[Buildbot-devel] interacting with a batch queueing system (LSF)

Thu Jan 27 17:46:06 UTC 2011

"Mark Richardson (Internal)" <mark.richardson at nag.co.uk> writes:
> one of the steps of a nightly library build is to submit a job to
> test the build result. As it is a parallel resource, the tests will
> be driven by a bsub command.
>
> Typically the command will return the shell control to a user and
> then the user can interrogate later to see if, and how, their job has
> completed. I have to see if this causes the slave to report it is
> finished.

It will.

> I wonder if there already is a method for a slave to poll a job queue
> and inform the master the testing has completed.

I'm not sure about bsub, but I use qsub all the time.

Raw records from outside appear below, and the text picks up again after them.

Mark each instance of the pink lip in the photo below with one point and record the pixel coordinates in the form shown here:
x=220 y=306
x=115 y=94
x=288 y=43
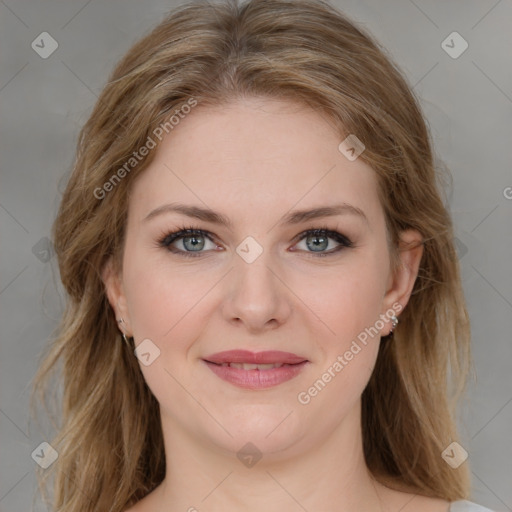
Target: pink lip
x=256 y=379
x=244 y=356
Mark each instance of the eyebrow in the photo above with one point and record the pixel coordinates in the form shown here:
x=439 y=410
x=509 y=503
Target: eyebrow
x=293 y=217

1) some qsub's have a "-sync y" option.  This causes the submission
command to not return until the job is complete.  Check your manpage,
this is the easy solution.

2) v=$(qsub thescript.pbs | awk -F. '{print $1}')
   while $(qstat | grep ${v}) ; do sleep 30; done

You'll have to adjust for your cluster.  The first line should put the
jobid into the `v' variable (all submission systems I use print out the
jobid when you submit the job script).

> My initial thought was to have it as part of the Factory Steps but
> then there may be other ways with trigger-able schedules.  I also
> discovered that one cannot have the same basedir for different
> builders. This is not too restrictive as the test should probably
> occur in a separate user space anyway.

It actually works fine with some clever '../other-basedir' settings as
part of your workdir= specifications.

-tom